A former judo champ who campaigned on a "Mongolia first" platform has won the country's presidential election. Khaltmaa Battulga's campaign found fertile ground in a country with an ailing economy.

Wahlen Mongolia (Reuters/B.Rentsendorj)

Battulga is poised to be Mongolia's next president

A populist businessman and judo celebrity has won a bitter election in Mongolia, according to voter data provided by the General Election Commission on Saturday.

Khaltmaa Battulga, of the opposition Democratic Party, had secured 50.6 percent of the vote in the run-off election. The vote tally is not yet final, but Battulga appeared to have an insurmountable lead over Miyegombo Enkhbold of the ruling Mongolian People's Party. Enkhbold had just 41.2 percent.

polling booth in Mongolia

Voter turnout was just over 60 percent

Only overseas ballots remain to be counted.

The vote was seen as a referendum on the government's economic recovery plans and the role of southern neighbor China in the resource-rich country known as the birthplace of Mongol emperor Genghis Khan.

The land-locked country, wedged between China and Russia, has been an oasis of democratic governance since the collapse of communism nearly 30 years ago. But politics in the country of 3 million people have grown increasingly acrimonious, and complex, amid a difficult economy and corruption scandals among the political elite.

Political mudslinging

The election was marred by political mudslinging from all sides and the public perception that none of the candidates are desirable, according to Luvsanvandan Sumati, the head of the Sant Maral Foundation, a polling group.

"The worst election in Mongolian history," said Sumati.

Battulga campaigned on a "Mongolia First" platform, taking a populist page from US President Donald Trump. He pledged to be "a patriotic president" seeking "equal cooperation" with neighbors like China.

Some investors are wary of a Battulga presidency because of his calls for more state control of some mines and his suspicions of China, Mongolia's main trade partner.
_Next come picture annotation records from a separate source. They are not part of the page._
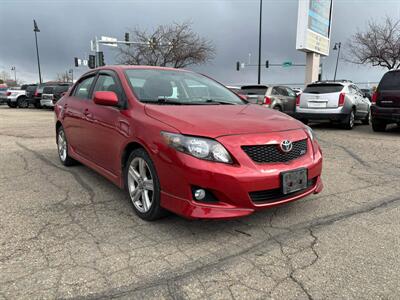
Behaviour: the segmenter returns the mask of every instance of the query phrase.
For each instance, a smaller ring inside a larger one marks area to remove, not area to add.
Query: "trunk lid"
[[[343,89],[340,83],[309,84],[300,95],[300,108],[338,108]]]

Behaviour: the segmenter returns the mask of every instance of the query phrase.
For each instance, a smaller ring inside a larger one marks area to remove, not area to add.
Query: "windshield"
[[[125,71],[136,97],[152,104],[245,104],[219,83],[191,72],[130,69]]]
[[[379,90],[400,90],[400,72],[388,72],[379,83]]]

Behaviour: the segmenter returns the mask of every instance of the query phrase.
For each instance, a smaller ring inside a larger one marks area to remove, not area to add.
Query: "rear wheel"
[[[382,132],[386,130],[386,122],[378,119],[372,119],[372,130],[376,132]]]
[[[347,130],[353,129],[354,121],[355,121],[355,113],[354,113],[354,109],[352,109],[351,112],[349,113],[349,115],[346,117],[346,119],[343,123],[343,127]]]
[[[132,151],[124,174],[125,187],[136,214],[147,221],[163,217],[166,211],[160,205],[158,176],[144,149]]]
[[[62,126],[57,130],[57,148],[58,157],[64,166],[69,167],[76,164],[76,161],[68,155],[68,141]]]
[[[367,113],[367,115],[365,116],[365,118],[362,119],[362,123],[363,123],[364,125],[369,125],[370,120],[371,120],[371,112],[369,111],[369,112]]]
[[[35,106],[35,108],[42,108],[42,105],[40,104],[40,101],[36,100],[33,105]]]
[[[26,97],[19,97],[17,103],[19,108],[28,108],[29,106],[28,99]]]

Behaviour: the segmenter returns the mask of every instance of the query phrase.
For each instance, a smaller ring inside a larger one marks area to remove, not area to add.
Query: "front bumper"
[[[400,107],[381,107],[371,105],[371,117],[375,120],[382,120],[388,123],[400,122]]]
[[[231,152],[231,137],[218,140]],[[323,189],[322,154],[316,143],[315,151],[312,142],[308,140],[307,143],[307,154],[288,163],[256,164],[244,152],[237,152],[235,159],[240,164],[226,165],[175,152],[173,161],[179,161],[179,164],[170,164],[166,171],[158,171],[162,187],[161,206],[191,219],[229,219],[319,193]],[[307,168],[308,179],[313,180],[310,187],[274,201],[252,201],[249,193],[280,189],[281,173],[299,168]],[[206,189],[218,201],[206,203],[194,200],[193,186]]]
[[[343,122],[348,116],[346,107],[328,109],[296,108],[294,117],[299,120]]]

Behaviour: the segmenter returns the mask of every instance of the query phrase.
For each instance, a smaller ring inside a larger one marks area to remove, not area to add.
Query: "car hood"
[[[259,105],[149,105],[146,114],[182,134],[216,138],[303,128],[292,117]]]

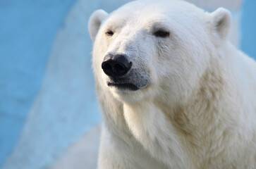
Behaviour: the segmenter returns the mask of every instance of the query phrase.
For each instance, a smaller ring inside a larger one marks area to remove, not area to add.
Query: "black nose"
[[[132,63],[129,63],[126,55],[106,55],[102,63],[102,68],[106,75],[116,77],[125,75],[130,68]]]

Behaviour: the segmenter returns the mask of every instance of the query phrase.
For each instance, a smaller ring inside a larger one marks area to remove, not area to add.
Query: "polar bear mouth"
[[[109,82],[108,86],[109,87],[117,87],[118,89],[128,89],[128,90],[132,90],[132,91],[135,91],[139,89],[139,88],[135,86],[135,84],[132,84],[132,83],[111,83],[111,82]]]

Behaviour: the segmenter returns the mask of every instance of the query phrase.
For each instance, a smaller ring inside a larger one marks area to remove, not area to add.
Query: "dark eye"
[[[109,30],[106,32],[106,35],[108,36],[112,36],[114,35],[114,32],[111,30]]]
[[[169,32],[165,30],[158,30],[154,33],[154,35],[159,37],[166,37],[170,35]]]

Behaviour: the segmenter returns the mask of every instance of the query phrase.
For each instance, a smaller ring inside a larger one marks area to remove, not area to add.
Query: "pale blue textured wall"
[[[87,22],[126,2],[0,0],[0,168],[48,168],[100,122]]]
[[[241,49],[246,54],[256,59],[255,0],[244,1],[243,6],[241,29]]]

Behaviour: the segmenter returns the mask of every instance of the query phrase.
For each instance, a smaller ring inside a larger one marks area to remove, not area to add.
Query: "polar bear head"
[[[122,101],[184,101],[226,44],[230,23],[226,9],[209,13],[178,0],[96,11],[89,21],[96,82]]]

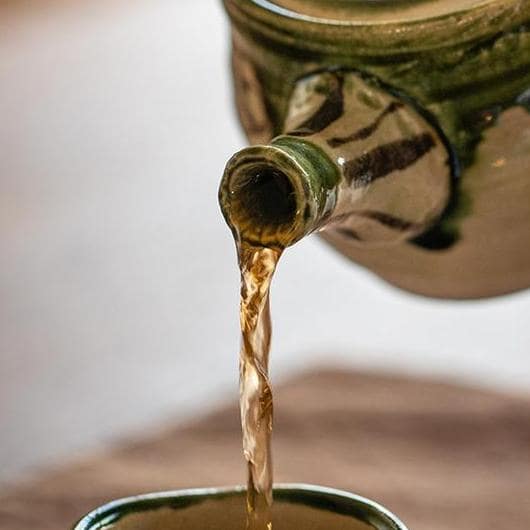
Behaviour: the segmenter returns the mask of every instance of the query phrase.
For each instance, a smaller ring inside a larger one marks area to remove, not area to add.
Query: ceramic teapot
[[[225,0],[249,240],[441,298],[530,286],[529,0]]]

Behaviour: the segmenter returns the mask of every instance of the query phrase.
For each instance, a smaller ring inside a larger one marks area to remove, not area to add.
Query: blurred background
[[[219,0],[0,1],[0,484],[237,398],[217,206],[245,143]],[[317,237],[272,292],[273,382],[315,366],[530,388],[530,293],[400,292]]]

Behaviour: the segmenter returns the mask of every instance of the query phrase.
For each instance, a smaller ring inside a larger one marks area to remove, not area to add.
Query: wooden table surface
[[[411,530],[530,527],[530,400],[351,372],[276,389],[278,482],[371,497]],[[238,412],[146,433],[0,492],[3,530],[67,529],[112,498],[244,481]]]

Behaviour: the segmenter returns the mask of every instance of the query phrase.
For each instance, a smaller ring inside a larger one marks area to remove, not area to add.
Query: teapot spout
[[[355,73],[299,81],[283,129],[226,166],[219,200],[239,239],[287,247],[331,230],[389,245],[428,230],[449,201],[451,158],[437,129]]]

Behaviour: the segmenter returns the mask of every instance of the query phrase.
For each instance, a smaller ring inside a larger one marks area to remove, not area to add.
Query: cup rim
[[[188,488],[154,493],[144,493],[123,497],[110,501],[90,511],[82,517],[72,530],[98,530],[108,524],[115,522],[124,511],[133,511],[135,508],[145,509],[154,505],[166,506],[170,501],[188,499],[203,499],[207,497],[223,498],[233,495],[241,495],[246,491],[245,486],[227,486],[210,488]],[[317,486],[314,484],[275,484],[274,493],[276,498],[289,499],[293,502],[320,500],[319,504],[332,505],[337,513],[348,515],[363,515],[362,520],[374,526],[378,530],[407,530],[404,523],[390,510],[379,503],[348,491]],[[296,494],[301,494],[297,498]],[[95,526],[97,525],[97,526]],[[384,526],[381,526],[384,525]]]

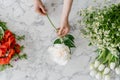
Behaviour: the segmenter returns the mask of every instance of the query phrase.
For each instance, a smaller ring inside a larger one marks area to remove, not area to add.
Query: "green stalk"
[[[52,27],[57,31],[57,28],[55,27],[55,25],[53,24],[53,22],[51,21],[50,17],[47,14],[47,18],[49,20],[49,22],[51,23]]]

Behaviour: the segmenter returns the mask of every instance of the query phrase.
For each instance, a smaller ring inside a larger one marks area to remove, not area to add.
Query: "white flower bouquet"
[[[52,24],[52,27],[57,31],[57,28],[52,23],[51,19],[47,15],[48,20]],[[64,37],[58,37],[53,46],[48,48],[48,52],[51,54],[51,58],[59,65],[65,65],[71,58],[71,48],[75,47],[74,37],[71,34],[67,34]]]
[[[98,80],[110,80],[111,72],[120,75],[120,3],[89,7],[81,10],[80,16],[81,32],[89,38],[89,45],[98,47],[90,75]]]

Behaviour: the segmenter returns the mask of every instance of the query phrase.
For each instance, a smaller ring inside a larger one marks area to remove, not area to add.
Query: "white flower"
[[[104,68],[105,68],[105,65],[101,64],[101,65],[98,67],[98,70],[99,70],[99,71],[103,71]]]
[[[96,60],[94,63],[94,67],[97,68],[99,65],[100,65],[100,62]]]
[[[110,63],[110,69],[112,69],[112,70],[115,69],[115,63],[114,63],[114,62],[111,62],[111,63]]]
[[[92,70],[92,71],[90,72],[90,76],[94,77],[94,76],[96,75],[96,73],[97,73],[97,71]]]
[[[101,80],[102,79],[102,74],[101,73],[97,73],[95,77],[96,77],[96,79]]]
[[[93,64],[90,64],[90,70],[93,70],[93,69],[94,69]]]
[[[106,68],[104,69],[103,74],[108,74],[109,72],[110,72],[110,68],[106,67]]]
[[[105,75],[105,80],[110,80],[110,76],[109,75]]]
[[[59,65],[65,65],[70,59],[70,49],[64,44],[54,44],[54,46],[48,48],[48,52],[51,54],[53,61]]]
[[[115,68],[116,74],[120,75],[120,67]]]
Despite past protests, he has said he will support plans to build a key railway to China from the enormous Tavan Tolgoi coal mine and has praised China's Belt and Road pan-Asian infrastructure initiative.

"He may push projects that are politically motivated but not economically justified," said a Mongolia-focused institutional investor who asked not to be named.

Battulga rose to fame as a Mongolian wrestler. His businesses include a hotel, a Genghis Khan-themed amusement park, and food companies for baked goods and meats.

The run-off election became necessary after the June 26 vote failed to result in an outright winner.